Coale's preconditions for fertility decline is interrelated to the Demographic Transition, a theory of the transition of societies from an agricultural to an industrial system. A more modernized society has lower mortality and fertility rates while a less modernized society tends to have higher mortality and fertility rates. Developing countries in the early stages of the demographic transition are characterized by high fertility and mortality rates which can be attributed to the lack of medical interventions like birth control and modern technology. Communicable diseases and contaminated resources like water and consequently food, plague developing countries. As a consequence, people of all ages die in masses. Coale's theory favored a fertility decline as a smaller population would allow for a more beneficial spread of resources and keep the number of ill individuals concentrated to a smaller group. In addition, Coale viewed the development of Europe's infrastructure during the Industrial Revolution as a mark in its transition in the demographic transition. Mortality and fertility rates declined with their improved standard of living. Infant mortality rates are indicative of fertility rates as couples decide to have a lot children knowing that a number of them will die so that even after those children die, they have sufficient kids to aid in agricultural work. Conversely, developed countries in the later stages of the demographic transition experience lower fertility and mortality rates due to the accessibility of contraception, the pursuit of higher education in women, and marriage at a later age.

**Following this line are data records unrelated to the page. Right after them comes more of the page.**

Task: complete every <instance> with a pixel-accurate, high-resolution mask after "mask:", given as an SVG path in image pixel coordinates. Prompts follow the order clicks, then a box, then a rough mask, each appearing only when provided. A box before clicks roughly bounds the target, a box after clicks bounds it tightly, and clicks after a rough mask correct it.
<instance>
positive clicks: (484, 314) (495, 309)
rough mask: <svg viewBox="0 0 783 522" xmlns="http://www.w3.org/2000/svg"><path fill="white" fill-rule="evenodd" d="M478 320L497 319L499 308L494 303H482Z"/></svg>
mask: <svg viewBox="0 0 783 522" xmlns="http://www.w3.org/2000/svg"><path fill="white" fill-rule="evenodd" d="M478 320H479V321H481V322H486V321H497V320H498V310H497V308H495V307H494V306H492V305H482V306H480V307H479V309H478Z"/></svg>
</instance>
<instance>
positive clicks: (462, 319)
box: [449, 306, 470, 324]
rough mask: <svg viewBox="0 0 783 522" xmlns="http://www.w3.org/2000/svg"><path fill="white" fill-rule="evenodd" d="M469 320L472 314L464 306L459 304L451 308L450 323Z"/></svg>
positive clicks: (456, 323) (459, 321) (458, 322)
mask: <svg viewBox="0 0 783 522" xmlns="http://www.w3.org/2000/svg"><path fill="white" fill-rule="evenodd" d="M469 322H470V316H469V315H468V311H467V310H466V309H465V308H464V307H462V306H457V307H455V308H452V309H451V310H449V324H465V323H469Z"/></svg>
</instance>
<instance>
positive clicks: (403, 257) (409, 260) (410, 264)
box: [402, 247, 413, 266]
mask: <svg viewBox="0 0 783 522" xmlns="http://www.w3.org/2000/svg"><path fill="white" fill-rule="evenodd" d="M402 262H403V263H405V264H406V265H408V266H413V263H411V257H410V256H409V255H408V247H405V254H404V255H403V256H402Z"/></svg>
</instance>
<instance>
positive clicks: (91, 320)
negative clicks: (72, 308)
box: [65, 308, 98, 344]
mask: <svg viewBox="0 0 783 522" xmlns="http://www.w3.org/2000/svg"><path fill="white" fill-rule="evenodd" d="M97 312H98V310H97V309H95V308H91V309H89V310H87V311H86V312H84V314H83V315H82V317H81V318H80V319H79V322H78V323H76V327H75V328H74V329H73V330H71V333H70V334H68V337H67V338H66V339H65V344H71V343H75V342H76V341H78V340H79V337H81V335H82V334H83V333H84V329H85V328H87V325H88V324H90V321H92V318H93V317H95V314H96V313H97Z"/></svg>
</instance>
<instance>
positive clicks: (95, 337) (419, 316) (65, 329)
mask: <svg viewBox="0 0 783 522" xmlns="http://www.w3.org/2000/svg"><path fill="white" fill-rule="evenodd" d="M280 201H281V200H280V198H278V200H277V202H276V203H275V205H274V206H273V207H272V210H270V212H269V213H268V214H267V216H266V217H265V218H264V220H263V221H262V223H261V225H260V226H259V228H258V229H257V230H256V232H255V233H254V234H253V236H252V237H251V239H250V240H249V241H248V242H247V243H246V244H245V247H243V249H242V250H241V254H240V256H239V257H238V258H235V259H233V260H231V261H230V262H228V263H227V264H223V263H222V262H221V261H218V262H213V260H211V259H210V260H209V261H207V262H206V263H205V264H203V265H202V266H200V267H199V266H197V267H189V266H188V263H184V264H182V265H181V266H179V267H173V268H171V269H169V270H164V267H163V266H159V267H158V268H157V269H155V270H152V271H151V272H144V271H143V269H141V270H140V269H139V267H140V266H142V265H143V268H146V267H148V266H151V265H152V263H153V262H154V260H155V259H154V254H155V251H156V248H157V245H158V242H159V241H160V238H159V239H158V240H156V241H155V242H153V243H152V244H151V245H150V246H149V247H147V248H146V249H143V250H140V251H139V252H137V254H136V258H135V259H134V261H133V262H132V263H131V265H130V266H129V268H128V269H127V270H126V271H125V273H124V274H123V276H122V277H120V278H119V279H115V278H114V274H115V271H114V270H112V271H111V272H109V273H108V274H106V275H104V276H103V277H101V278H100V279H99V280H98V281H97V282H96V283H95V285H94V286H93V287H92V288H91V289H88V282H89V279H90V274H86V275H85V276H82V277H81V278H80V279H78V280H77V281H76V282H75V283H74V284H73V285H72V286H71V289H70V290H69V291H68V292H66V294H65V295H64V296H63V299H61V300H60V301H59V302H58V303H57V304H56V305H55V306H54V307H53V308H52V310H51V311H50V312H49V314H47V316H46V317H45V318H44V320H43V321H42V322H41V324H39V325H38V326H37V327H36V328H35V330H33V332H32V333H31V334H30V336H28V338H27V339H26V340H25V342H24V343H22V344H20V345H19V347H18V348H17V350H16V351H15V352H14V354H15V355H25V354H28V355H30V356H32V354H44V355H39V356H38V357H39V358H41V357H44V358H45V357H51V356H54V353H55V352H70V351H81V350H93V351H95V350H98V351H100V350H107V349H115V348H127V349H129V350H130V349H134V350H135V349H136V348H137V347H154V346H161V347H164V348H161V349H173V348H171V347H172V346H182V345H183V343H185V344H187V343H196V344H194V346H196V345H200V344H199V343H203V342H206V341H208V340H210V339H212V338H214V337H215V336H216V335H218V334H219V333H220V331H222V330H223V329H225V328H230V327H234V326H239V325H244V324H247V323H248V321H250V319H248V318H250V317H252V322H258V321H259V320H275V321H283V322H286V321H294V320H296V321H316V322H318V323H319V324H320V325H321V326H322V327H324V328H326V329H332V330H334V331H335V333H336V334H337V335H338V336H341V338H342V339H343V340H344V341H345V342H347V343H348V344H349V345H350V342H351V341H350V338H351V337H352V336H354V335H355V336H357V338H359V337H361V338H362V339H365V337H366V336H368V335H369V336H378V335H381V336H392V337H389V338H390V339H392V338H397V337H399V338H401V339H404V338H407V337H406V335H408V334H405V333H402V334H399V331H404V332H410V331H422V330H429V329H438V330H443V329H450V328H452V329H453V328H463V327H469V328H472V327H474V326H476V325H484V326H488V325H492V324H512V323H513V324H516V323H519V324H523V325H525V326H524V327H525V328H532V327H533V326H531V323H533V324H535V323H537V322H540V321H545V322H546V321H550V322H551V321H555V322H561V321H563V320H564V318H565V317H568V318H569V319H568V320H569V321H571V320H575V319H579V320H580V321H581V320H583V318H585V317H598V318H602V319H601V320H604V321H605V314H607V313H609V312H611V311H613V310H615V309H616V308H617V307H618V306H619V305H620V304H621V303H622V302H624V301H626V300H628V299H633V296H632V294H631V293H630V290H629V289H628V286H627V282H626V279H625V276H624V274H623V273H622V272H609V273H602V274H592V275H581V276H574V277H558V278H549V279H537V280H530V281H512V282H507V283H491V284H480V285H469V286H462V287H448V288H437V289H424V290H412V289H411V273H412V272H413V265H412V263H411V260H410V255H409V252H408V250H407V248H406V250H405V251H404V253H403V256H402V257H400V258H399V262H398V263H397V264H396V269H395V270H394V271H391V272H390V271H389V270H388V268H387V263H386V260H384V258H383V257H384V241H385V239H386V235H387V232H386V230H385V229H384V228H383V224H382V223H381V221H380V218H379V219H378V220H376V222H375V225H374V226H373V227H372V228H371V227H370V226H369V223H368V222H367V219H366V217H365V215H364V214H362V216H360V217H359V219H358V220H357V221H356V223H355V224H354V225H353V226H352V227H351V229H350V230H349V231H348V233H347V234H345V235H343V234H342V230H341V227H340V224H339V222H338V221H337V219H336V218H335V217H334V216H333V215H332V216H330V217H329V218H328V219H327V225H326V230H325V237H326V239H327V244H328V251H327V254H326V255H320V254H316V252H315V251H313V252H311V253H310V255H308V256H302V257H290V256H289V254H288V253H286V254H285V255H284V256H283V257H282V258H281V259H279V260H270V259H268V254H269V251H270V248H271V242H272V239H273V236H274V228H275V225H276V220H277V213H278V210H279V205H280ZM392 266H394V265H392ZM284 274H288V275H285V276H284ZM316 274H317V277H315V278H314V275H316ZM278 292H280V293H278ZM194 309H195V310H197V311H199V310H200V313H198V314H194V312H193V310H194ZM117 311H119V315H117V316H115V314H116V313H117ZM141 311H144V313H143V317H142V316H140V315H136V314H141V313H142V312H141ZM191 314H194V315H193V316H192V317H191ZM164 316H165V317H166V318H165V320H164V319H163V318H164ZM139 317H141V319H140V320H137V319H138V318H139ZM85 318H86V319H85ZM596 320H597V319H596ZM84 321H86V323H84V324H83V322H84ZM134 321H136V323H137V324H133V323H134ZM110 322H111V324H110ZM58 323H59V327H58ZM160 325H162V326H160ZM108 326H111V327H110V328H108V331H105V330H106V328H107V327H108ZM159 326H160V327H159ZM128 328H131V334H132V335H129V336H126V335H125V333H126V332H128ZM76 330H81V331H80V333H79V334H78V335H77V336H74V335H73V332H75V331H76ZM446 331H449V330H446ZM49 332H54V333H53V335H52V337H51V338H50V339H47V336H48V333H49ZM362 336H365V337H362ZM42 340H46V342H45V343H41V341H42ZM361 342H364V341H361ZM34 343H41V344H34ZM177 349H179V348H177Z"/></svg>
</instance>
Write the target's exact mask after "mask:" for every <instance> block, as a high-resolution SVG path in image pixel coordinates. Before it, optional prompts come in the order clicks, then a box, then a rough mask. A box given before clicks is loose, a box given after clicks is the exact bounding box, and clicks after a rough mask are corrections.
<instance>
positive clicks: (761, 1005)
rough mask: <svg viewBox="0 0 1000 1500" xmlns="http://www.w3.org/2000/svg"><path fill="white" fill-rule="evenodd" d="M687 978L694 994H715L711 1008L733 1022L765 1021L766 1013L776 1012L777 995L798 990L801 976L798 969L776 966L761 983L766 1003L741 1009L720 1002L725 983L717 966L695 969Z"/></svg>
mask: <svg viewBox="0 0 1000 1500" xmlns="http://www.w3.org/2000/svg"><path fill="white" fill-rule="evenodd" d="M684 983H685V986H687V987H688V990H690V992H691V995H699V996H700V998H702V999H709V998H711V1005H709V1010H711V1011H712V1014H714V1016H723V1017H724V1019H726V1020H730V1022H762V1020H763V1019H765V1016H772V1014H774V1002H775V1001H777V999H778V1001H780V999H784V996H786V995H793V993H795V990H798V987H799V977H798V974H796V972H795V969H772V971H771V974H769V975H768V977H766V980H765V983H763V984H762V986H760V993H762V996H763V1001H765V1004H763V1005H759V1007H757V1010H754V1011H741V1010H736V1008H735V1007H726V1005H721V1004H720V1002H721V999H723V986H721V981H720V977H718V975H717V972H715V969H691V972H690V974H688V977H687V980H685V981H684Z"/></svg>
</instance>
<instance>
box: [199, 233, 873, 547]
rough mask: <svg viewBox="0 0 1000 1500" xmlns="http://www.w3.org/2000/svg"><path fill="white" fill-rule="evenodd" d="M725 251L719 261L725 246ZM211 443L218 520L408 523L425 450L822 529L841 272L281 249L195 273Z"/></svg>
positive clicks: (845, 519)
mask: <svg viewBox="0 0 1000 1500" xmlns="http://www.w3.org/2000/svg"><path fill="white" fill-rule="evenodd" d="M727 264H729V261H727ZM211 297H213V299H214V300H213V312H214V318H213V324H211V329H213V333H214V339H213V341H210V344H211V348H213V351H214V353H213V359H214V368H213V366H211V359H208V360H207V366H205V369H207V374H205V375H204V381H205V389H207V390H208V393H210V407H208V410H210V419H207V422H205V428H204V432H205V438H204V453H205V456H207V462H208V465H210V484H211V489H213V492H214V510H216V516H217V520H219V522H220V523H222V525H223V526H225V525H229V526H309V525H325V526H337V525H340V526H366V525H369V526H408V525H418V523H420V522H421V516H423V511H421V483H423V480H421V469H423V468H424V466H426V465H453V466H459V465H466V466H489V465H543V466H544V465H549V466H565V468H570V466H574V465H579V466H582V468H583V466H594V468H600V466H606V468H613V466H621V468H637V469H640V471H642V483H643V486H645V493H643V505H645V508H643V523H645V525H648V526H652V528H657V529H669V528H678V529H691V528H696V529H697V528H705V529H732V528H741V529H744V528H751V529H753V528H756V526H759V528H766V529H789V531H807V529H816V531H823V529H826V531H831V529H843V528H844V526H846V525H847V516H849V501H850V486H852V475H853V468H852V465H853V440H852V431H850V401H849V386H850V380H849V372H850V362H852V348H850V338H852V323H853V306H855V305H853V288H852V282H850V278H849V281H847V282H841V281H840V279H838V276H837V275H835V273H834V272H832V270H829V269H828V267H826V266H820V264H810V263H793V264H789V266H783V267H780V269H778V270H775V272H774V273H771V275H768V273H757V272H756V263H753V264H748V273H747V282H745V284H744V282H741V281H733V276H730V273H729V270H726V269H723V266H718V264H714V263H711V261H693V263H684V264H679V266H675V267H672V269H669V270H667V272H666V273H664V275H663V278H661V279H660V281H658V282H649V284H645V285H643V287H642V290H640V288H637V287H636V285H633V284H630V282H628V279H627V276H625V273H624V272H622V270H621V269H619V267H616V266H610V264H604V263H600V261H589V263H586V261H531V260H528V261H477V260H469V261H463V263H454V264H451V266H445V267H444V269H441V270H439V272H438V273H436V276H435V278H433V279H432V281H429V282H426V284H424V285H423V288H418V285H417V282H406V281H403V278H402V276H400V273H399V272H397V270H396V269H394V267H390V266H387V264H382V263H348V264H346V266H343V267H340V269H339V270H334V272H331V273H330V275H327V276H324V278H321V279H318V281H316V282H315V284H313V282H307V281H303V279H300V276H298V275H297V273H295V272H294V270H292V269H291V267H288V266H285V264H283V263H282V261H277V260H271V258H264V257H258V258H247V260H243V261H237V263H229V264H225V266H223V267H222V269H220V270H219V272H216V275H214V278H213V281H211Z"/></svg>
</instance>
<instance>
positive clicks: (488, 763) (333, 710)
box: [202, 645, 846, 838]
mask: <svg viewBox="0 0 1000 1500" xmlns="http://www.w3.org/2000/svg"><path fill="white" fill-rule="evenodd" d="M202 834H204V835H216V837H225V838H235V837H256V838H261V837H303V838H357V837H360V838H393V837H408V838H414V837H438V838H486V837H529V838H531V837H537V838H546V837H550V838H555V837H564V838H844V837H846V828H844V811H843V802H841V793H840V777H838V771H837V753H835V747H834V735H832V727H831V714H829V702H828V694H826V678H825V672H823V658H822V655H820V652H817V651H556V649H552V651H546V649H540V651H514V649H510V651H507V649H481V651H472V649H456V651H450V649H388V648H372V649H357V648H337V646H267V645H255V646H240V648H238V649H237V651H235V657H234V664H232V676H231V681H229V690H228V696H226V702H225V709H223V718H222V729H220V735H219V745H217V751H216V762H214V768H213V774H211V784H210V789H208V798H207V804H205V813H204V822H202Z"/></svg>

Coale's theory can be observed in sub-Saharan Africa as countries residing within this region have fertility levels that are declining at a much slower rate than before and have one of the highest projected population growths compared to other areas of the world. Individuals inhabiting sub-Saharan Africa have slowly rejected Coale's second precondition for fertility decline which, as stated before, is willingness. They are resistant and unwilling to accept the integration of modern forms of contraception. This can be attributed to the influence of religion and the values it imposes on culture even in individuals who don't practice any religion. To add on, the society they live in encourages young marriages and values large families. Despite the discrepancy between preferred child bearing and natural fertility, women in Africa have reported they don't use any form of contraception to prevent pregnancies. All of these factors have contributed to the slowing down of fertility decline in Africa. As of now, an uninterrupted African baby boom is to be expected.